Why it was important to determine whether common law or the UCC applied: Common law only gives us two options in contract formation: Offer and Acceptance or Counteroffer. The UCC gives us a third option: acceptance with additional terms.

Brown Machine, Inc. v. Hercules, Inc. – 770 S.W.2d 416 (1989)

Case name: Brown Machine, Inc. v. Hercules, Inc.
Citation: 770 S.W.2d 416 (1989)
Plaintiff: Brown Machine, Inc.
Defendant: Hercules, Inc.

Issue: Whether the parties had agreed to an indemnification provision in their contract.

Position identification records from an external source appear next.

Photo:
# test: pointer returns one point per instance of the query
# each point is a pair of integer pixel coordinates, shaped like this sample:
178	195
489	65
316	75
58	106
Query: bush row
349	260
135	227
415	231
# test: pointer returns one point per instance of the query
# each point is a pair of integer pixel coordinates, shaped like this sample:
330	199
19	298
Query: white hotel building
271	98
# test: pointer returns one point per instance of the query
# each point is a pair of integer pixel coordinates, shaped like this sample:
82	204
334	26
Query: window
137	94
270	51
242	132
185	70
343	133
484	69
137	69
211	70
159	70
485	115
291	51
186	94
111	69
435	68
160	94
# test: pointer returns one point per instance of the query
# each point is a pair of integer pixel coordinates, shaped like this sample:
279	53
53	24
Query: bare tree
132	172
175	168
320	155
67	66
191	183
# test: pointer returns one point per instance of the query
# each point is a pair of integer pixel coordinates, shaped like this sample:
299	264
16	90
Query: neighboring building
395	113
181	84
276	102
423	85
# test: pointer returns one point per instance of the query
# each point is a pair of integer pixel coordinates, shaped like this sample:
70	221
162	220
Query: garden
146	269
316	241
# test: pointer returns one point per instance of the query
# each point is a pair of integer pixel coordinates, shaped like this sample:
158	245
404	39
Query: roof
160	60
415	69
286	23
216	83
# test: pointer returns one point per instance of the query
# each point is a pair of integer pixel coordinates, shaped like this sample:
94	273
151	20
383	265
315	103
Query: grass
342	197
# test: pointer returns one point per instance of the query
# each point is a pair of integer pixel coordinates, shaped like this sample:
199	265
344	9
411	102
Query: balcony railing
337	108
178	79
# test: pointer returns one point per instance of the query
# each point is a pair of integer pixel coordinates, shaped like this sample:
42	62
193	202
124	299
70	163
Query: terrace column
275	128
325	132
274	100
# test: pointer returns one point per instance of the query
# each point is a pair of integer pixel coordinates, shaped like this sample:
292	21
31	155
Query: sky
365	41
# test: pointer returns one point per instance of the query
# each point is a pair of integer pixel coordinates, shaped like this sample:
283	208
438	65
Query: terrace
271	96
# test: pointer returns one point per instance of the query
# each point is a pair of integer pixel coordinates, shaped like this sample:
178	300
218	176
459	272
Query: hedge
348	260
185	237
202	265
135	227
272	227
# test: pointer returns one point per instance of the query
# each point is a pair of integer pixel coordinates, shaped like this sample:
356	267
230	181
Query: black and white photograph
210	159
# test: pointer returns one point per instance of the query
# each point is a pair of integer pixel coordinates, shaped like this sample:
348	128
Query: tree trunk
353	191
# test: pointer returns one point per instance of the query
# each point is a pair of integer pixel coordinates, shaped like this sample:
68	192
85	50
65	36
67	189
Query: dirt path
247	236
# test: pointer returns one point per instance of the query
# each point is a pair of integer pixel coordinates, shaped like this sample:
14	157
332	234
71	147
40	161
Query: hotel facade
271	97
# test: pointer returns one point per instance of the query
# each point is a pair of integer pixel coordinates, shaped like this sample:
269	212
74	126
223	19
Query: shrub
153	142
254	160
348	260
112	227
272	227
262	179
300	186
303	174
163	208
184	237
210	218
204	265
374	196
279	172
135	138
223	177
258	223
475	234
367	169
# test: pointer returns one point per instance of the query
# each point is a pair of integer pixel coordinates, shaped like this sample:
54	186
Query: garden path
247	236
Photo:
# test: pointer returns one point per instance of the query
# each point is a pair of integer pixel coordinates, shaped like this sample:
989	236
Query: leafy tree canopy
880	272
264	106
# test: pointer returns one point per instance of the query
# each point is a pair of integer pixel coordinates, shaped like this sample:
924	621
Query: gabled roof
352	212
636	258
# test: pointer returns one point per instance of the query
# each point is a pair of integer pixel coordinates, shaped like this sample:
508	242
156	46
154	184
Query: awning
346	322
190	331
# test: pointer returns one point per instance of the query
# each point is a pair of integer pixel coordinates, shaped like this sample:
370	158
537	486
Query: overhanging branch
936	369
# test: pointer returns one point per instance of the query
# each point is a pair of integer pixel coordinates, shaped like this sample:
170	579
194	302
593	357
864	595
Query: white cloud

Key Facts: The plaintiff, Brown Machine, sold the defendant, Hercules, a T-100 trim press. Prior to the sale, a proposal was submitted to the defendant which stated an indemnification clause. The defendant reviewed the proposal and spoke on the phone with the plaintiff but objected to the payment term in the proposal. The plaintiff contested that the proposal was an offer and this conversation was an acceptance.
The defendant then submitted a purchase order (actual offer) for the trim press which stated that it “limits acceptance to the terms stated…any additional or different terms proposed by the seller are rejected unless expressly agreed to in writing.”
The plaintiff then sent the defendant an order acknowledgement which again stated the indemnification clause. The defendant responded with a latter that stated a specification in the product needed to be changed but “all other specifications are correct.” The plaintiff contended that this constituted assent by the defendant to the indemnification clause but the judge said it was obvious that “specifications” only referred to the product and not the terms and conditions.

Procedural History: The trial court awarded the plaintiff for the defendant violating the indemnification provision.

Analysis: If this was common law, we would use the last shot rule. However, under the UCC we use acceptance with additional terms (Section 2-207).

Holding: The parties had not agreed to an indemnification provision.

Judgment: The court reversed the trial court’s decision.